Das Interview führte Ivo Bantel für treffpunkteuropa.de.

Ihr Kommentar
  • Am 16. September 2016 um 07:39, von  mister-ede Als Antwort Verhofstadt: „Kommission sollte kleine, aber effektive europäische Regierung sein“

    You want to save the EU? So why do you ask Verhofstadt? For years he is in different positions responsible for the EU and its collapse. In Belgium, the prime minister he was, we see unsafe nuclear power plants, terroristic attacks and excessive indebtedness. I just wouldn’t ask Schettino how to handle a cruise ship.

    Ihr wollt die EU retten? Warum fragt ihr Verhofstadt? Seit Jahren ist er in verschiedenen Positionen für die EU und ihren Kollaps verantwortlich. In Belgien, dessen Premier er war, gibt es kaputte Atomkraftwerke, Terrorattacken und Überschuldung. Ich würde auch nicht Schettino fragen, wie man ein Kreuzfahrtschiff lenkt.

  • Am 19. September 2016 um 17:02, von  Uwe Berger Als Antwort Verhofstadt: „Kommission sollte kleine, aber effektive europäische Regierung sein“

    Herr Verhofstadt ist einer der wenigen, die als Abgeordnete des EU-Parlaments das tun, was ein Parlament zu tun hat, nämlich den Finger in die offenen Wunden der Exekutive zu legen.
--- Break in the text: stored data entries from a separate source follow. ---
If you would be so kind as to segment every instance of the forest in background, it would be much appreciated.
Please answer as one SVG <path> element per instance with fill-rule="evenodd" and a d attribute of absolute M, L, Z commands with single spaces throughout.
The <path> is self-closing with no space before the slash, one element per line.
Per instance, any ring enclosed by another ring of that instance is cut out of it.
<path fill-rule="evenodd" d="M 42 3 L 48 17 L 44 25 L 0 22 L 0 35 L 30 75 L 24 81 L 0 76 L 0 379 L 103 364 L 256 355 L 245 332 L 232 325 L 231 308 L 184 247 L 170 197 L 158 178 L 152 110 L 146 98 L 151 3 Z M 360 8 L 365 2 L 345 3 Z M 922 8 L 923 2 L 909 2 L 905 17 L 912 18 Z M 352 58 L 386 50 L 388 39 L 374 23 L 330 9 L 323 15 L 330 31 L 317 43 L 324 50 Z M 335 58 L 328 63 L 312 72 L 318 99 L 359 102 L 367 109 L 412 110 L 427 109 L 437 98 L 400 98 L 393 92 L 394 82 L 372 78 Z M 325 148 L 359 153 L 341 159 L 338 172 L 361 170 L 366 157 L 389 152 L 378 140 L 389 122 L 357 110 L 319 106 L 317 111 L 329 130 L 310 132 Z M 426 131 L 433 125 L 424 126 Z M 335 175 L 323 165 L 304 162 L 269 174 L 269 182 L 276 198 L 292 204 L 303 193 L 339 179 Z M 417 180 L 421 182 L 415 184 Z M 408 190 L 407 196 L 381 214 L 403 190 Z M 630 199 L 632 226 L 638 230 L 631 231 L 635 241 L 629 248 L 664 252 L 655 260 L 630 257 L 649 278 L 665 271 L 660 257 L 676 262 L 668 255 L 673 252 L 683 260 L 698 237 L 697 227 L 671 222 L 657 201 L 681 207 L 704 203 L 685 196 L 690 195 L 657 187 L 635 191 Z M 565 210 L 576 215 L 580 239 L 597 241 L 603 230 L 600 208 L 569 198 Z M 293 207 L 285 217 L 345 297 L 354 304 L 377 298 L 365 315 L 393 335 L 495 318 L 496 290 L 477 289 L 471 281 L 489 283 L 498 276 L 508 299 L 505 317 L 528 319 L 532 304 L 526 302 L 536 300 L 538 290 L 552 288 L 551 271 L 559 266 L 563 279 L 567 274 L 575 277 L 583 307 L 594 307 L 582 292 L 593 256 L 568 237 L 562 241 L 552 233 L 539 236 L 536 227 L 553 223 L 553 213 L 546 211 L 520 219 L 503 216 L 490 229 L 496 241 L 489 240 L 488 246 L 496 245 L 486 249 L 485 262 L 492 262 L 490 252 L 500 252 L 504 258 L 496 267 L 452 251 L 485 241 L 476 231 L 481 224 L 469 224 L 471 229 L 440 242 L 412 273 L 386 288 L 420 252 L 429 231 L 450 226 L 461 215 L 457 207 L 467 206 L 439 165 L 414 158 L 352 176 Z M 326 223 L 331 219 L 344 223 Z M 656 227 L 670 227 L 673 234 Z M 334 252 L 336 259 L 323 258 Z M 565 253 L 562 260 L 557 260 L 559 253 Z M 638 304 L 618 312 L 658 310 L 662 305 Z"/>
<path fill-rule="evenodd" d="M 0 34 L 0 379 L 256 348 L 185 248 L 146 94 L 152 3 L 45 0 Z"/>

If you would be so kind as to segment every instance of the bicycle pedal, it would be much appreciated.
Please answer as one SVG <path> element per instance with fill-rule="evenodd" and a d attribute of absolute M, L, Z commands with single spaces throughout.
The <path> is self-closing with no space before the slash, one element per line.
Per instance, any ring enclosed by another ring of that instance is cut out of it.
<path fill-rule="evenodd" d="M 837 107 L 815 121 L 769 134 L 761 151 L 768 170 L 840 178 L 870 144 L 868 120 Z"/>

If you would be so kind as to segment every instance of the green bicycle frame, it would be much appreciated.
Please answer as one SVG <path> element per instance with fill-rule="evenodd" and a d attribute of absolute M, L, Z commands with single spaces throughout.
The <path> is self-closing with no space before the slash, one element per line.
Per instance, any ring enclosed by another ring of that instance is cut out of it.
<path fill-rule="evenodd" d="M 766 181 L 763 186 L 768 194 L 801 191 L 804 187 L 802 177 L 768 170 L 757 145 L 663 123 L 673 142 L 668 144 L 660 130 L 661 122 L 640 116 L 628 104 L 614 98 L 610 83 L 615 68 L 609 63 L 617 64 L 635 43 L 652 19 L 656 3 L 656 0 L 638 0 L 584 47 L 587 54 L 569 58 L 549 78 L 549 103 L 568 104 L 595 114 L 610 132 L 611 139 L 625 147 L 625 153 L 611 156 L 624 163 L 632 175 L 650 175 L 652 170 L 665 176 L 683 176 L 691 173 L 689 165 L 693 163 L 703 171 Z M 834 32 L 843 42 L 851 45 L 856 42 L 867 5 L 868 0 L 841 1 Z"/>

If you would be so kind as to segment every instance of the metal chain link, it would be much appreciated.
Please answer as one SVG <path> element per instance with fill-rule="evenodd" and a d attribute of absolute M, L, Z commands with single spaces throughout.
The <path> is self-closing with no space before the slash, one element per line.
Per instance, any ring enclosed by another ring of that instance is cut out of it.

Dafür wurde er gewählt und ich freue mich über sein Engagement und seine Stellungnahme in unsicheren Zeiten.

  • Am 19. September 2016 um 23:50, von  mister-ede Als Antwort Verhofstadt: „Kommission sollte kleine, aber effektive europäische Regierung sein“

    @Uwe Berger,

    „Herr Verhofstadt ist einer der wenigen, die als Abgeordnete des EU-Parlaments das tun, was ein Parlament zu tun hat, nämlich den Finger in die offenen Wunden der Exekutive zu legen“

    Nun ja, ich hoffe unser Bundestag und die Abgeordneten dort machen Gesetze und gestalten die Politik und legen nicht nur in populistischen Reden die Finger in die Wunde.
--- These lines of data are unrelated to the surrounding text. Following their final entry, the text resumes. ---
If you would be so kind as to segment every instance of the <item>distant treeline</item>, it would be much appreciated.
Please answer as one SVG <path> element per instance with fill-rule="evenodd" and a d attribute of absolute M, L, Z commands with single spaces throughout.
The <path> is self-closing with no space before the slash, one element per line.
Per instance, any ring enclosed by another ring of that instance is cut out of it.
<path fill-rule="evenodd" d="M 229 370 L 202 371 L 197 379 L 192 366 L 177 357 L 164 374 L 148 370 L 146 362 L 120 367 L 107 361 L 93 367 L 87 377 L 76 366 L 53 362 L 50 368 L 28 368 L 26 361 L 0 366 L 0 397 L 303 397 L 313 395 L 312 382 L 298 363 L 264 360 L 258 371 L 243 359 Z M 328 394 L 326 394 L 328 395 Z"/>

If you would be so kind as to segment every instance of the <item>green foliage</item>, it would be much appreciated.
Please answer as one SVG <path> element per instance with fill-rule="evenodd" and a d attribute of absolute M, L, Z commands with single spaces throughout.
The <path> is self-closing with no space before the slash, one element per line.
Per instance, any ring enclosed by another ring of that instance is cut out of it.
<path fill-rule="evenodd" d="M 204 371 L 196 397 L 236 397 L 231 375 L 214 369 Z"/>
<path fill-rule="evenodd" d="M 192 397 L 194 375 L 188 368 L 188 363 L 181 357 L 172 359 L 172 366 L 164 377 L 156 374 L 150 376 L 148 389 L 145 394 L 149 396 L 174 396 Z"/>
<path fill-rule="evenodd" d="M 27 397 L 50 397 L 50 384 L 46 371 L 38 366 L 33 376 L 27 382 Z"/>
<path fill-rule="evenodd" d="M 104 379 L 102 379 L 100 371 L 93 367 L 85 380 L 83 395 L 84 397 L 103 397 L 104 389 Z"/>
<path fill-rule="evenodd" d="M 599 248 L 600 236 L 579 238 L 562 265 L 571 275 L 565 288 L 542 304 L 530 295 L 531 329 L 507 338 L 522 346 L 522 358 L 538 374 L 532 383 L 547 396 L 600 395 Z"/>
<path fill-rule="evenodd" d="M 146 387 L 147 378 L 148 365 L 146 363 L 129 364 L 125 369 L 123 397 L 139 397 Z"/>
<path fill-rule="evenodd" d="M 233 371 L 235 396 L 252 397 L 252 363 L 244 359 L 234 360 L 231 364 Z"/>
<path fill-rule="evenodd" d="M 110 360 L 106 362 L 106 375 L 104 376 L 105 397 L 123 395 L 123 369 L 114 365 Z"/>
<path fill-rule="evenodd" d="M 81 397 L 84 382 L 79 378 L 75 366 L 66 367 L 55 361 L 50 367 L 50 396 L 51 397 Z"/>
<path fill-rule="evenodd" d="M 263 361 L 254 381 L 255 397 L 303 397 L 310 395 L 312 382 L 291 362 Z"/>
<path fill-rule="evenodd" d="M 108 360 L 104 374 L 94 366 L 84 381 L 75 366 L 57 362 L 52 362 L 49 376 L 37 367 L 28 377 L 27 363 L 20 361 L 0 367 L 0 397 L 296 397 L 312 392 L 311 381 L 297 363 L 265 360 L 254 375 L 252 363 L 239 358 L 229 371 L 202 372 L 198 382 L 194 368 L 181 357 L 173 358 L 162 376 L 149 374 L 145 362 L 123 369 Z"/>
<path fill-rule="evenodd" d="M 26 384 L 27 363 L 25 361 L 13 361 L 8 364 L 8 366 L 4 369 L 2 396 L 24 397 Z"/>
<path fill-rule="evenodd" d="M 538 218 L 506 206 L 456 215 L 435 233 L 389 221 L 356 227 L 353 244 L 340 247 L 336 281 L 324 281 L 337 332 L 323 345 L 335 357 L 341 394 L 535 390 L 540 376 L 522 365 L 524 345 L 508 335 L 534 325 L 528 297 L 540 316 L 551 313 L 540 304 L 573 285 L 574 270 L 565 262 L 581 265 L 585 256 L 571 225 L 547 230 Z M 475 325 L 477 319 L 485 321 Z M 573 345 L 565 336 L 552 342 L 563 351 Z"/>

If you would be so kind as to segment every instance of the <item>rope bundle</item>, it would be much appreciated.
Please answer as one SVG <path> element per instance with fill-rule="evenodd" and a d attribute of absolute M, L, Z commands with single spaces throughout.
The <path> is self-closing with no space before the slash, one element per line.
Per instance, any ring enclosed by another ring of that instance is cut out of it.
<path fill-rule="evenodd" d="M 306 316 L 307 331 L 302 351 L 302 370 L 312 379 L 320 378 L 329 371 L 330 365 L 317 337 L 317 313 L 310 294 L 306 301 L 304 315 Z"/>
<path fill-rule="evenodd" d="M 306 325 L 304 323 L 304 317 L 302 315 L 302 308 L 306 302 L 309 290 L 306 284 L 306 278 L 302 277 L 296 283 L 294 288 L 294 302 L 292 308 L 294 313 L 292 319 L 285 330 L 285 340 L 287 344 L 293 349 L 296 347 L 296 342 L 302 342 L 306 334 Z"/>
    Im Übrigen: Bei einem Schwerkranken wie der EU braucht es keine Leute, die auch noch die Finger in die offenen Wunden legen, sondern die mit Sachverstand und der richtigen Medizin eine Therapie beginnen. Und diese Medizin muss mehr Demokratie heißen. Verhofstadts Giftzeug der neoliberalen Ideologie sollten wir hingegen im Schrank lassen.